Bugzilla – Bug 1196928
VUL-0: CVE-2016-20013: glibc: denial of service through sha256crypt and sha512crypt because of algorithm complexity
Last modified: 2022-03-10 17:02:33 UTC
CVE-2016-20013 sha256crypt and sha512crypt through 0.6 allow attackers to cause a denial of service (CPU consumption) because the algorithm's runtime is proportional to the square of the length of the password. References: http://web.nvd.nist.gov/view/vuln/detail?vulnId=CVE-2016-20013 http://cve.mitre.org/cgi-bin/cvename.cgi?name=CVE-2016-20013 http://www.cvedetails.com/cve/CVE-2016-20013/ https://twitter.com/solardiz/status/795601240151457793 https://pthree.org/2018/05/23/do-not-use-sha256crypt-sha512crypt-theyre-dangerous/ https://akkadia.org/drepper/SHA-crypt.txt
If I understand the blog article [0] correctly, the researcher found that the implementation of the GLIBC crypt() using sha256 and sha512 is vulnerable to a DoS because of the implementation's algorithm complexity. It seems that those hashing functions have been added in 2007 [1] to replace the insecure MD5. In conclusion of the article, the author advise to use Argon2 or scryp, or, crypt or PBKDF2, instead of md5, and sha*. I am trying to find how upstream reacted to the article, but I can't find anything for the moment. [0] https://pthree.org/2018/05/23/do-not-use-sha256crypt-sha512crypt-theyre-dangerous/ [1] https://www.akkadia.org/drepper/sha-crypt.html
Reporter has a valid point, but not sure if the glibc will consider this wontfix.

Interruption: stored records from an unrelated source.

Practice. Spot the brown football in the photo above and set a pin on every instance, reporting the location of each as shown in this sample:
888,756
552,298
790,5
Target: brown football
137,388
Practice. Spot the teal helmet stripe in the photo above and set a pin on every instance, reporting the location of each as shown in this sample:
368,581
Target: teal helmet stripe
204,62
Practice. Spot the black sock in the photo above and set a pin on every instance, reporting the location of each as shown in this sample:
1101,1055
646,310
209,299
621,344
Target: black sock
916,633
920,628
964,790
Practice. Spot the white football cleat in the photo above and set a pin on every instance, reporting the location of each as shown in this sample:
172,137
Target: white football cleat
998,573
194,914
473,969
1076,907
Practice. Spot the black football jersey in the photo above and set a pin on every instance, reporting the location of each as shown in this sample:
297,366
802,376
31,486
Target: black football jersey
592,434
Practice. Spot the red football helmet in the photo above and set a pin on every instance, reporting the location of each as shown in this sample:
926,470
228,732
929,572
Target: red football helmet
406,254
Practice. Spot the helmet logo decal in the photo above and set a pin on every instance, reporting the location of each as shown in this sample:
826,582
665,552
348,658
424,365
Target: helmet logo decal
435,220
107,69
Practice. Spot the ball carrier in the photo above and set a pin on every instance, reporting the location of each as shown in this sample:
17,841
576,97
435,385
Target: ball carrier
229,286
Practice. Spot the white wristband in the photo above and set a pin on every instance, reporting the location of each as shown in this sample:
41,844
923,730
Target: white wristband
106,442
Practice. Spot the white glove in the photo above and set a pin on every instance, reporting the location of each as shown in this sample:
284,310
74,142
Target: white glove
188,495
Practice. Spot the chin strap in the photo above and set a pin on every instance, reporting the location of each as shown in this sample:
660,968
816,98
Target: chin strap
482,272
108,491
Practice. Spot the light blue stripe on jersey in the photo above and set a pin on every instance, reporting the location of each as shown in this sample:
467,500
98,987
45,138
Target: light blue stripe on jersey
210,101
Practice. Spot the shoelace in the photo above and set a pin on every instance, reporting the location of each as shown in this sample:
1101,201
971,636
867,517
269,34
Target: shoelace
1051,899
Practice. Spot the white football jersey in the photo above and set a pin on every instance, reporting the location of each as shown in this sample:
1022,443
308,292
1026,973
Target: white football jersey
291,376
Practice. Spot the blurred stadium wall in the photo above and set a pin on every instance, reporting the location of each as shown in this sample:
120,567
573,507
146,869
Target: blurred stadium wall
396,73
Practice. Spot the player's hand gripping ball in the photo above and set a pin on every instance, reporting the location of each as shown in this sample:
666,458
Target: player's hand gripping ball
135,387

There is a minor valid point. As the blog correctly calculates the complexity of the functions in question is O(pw_length^2 + pw_length*iteration_count). It further goes on to claim polynomial complexity in pw_length. For this to be true the pw_length needs to be _considerably_ larger than the iteration count, otherwise the above collapses to O(pw_length*iteration_count). The default iteration count in glibc's implementation is 5000. So for passwords up to length (say) 4096, the complexity behaviour is similar to the older md5crypt: namely linear in password length and iteration count. I would agree that this isn't ideal, and the fix is to limit the password length on input. The algorithm itself can't be changed, it would invalidate all existing hashes and hence be an incompatible change. If that's acceptable a switch to a different method is better anyway, as some other implementations do the pw_length-depening calculation only once, and then only do constant-time calculations per round. Either way: this can't be changed in glibc, it's the algorithm itself that has the stated properties, not the specific implementation.